The books opens with a scenario no parent wants to encounter: Jeanne Schwartz finds her 13-year-old son, Joe, in the bathroom after he has just taken several pills in an attempt to commit suicide. Turns out Joe had been dropping hints at school that he might be gay. Thankfully, the suicide attempt was unsuccessful, but it served as a catalyst to propel the Schwartz family into action.

This moving memoir recounts how Joe's parents learned to help him become comfortable in his own skin. Jeanne and John Schwartz are two of the most supportive parents around. All parents should read this. It is not just about helping your LGBT child. It is about embracing your child's uniqueness, advocating for them and helping them figure out their own path in life.

I would have given this book five stars, but I felt like John Schwartz tried to find too much correlation between his son's learning disabilities and his sexuality. I'm not sure I buy that.

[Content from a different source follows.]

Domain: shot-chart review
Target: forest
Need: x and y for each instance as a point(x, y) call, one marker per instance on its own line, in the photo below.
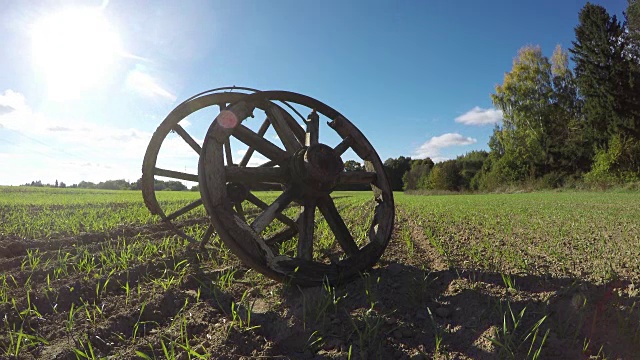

Also, hindsight is 20/20. Joe's parents began questioning his sexual orientation as early as kindergarten. It's easy to look back and see the "signs," but I'm not comfortable assigning a sexual orientation to a five year-old. My eight-year-old son loves to paint his nails and begs me to dye his hair purple (just like Joe in this story!). Should he come out to me someday, I will be just as supportive as Jeanne and John, but he's still figuring out who he is and I'm not comfortable labeling him.

The thing to remember is that this is Jeanne, John and Joe's journey, and they handled it beautifully.